Ottimismo e pessimismo

«Per Bobbio il pessimismo era un dovere: era una scelta consapevole che egli rivendicava come una prova di responsabilità e di rigore intellettuale. Ricordo una sua frase emblematica: “Non dico che tutti gli ottimisti siano fatui. Ma certamente tutti i fatui sono ottimisti”»

Citazione tratta da Tramonto globale: la fame, il patibolo, la guerra, di Danilo Zolo

 

Se per Norberto Bobbio «il pessimismo era un dovere» e «una scelta consapevole» che «rivendicava come una prova di responsabilità e di rigore intellettuale», non si può dire lo stesso per il presidente degli Stati Uniti, Donald Trump.

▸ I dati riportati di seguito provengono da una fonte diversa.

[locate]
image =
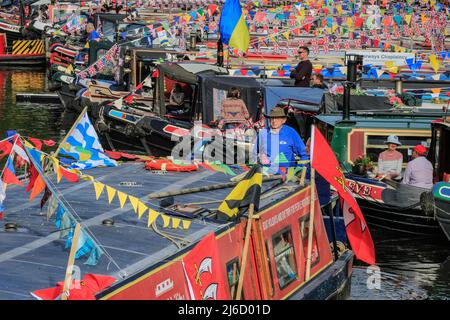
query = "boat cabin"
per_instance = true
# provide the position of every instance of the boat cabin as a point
(146, 259)
(439, 153)
(366, 134)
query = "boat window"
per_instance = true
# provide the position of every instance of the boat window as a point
(376, 144)
(108, 70)
(283, 249)
(270, 267)
(304, 231)
(233, 277)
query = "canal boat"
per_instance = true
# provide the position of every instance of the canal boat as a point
(440, 157)
(386, 204)
(145, 257)
(24, 53)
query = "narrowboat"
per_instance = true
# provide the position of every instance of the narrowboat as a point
(24, 53)
(146, 257)
(440, 156)
(387, 204)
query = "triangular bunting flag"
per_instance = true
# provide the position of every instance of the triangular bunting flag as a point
(122, 198)
(166, 220)
(134, 202)
(176, 223)
(111, 193)
(141, 209)
(38, 187)
(152, 215)
(98, 186)
(186, 224)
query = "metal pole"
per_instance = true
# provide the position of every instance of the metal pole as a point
(346, 101)
(333, 229)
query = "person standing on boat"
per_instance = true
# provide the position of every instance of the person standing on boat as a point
(279, 145)
(390, 161)
(317, 81)
(233, 111)
(419, 171)
(302, 72)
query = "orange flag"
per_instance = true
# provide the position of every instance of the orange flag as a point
(38, 187)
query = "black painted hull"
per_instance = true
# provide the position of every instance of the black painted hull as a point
(404, 220)
(443, 216)
(333, 282)
(10, 60)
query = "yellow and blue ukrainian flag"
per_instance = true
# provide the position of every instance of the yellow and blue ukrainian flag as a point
(232, 26)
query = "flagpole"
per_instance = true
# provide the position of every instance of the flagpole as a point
(311, 223)
(69, 269)
(70, 132)
(245, 251)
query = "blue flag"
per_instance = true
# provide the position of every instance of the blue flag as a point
(84, 146)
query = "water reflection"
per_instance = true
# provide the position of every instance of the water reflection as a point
(411, 268)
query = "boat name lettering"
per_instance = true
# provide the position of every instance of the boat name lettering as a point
(177, 296)
(286, 213)
(360, 189)
(163, 287)
(130, 184)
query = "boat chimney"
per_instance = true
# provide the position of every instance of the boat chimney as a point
(399, 86)
(220, 53)
(354, 64)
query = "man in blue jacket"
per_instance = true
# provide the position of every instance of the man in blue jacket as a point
(279, 145)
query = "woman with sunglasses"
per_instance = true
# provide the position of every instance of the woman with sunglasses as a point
(302, 72)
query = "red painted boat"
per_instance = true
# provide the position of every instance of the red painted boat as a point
(24, 53)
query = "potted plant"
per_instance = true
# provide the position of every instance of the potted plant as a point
(362, 164)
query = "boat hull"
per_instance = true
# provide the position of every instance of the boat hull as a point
(443, 216)
(410, 221)
(396, 207)
(31, 60)
(332, 283)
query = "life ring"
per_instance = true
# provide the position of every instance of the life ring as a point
(168, 165)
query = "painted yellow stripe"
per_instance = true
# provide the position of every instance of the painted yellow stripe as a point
(28, 47)
(20, 47)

L’inquilino della Casa Bianca ci ha abituati a svariate dichiarazioni dense di ottimismo, come quelle rilasciate questa settimana in Svizzera, a margine del Forum di Davos: «L’America sta assistendo ad un boom economico mai visto in precedenza». E l’entusiasmo non si ferma qui, perché per Trump gli USA hanno «concluso accordi straordinari sul commercio con la Cina da una parte, e Messico e Canada dall’altra, i migliori accordi di sempre» i cui effetti si vedranno nel corso dell’anno. Ma è un ottimismo concreto o un ottimismo fatuo? L’economia americana è sicuramente in buona salute, mentre dal punto di vista dei trattati bisogna moderare i trionfalismi, soprattutto sul versante asiatico; con Pechino è stata firmata la cosiddetta “fase uno”, e ora bisogna vedere come procederanno i negoziati per arrivare a un’intesa più organica.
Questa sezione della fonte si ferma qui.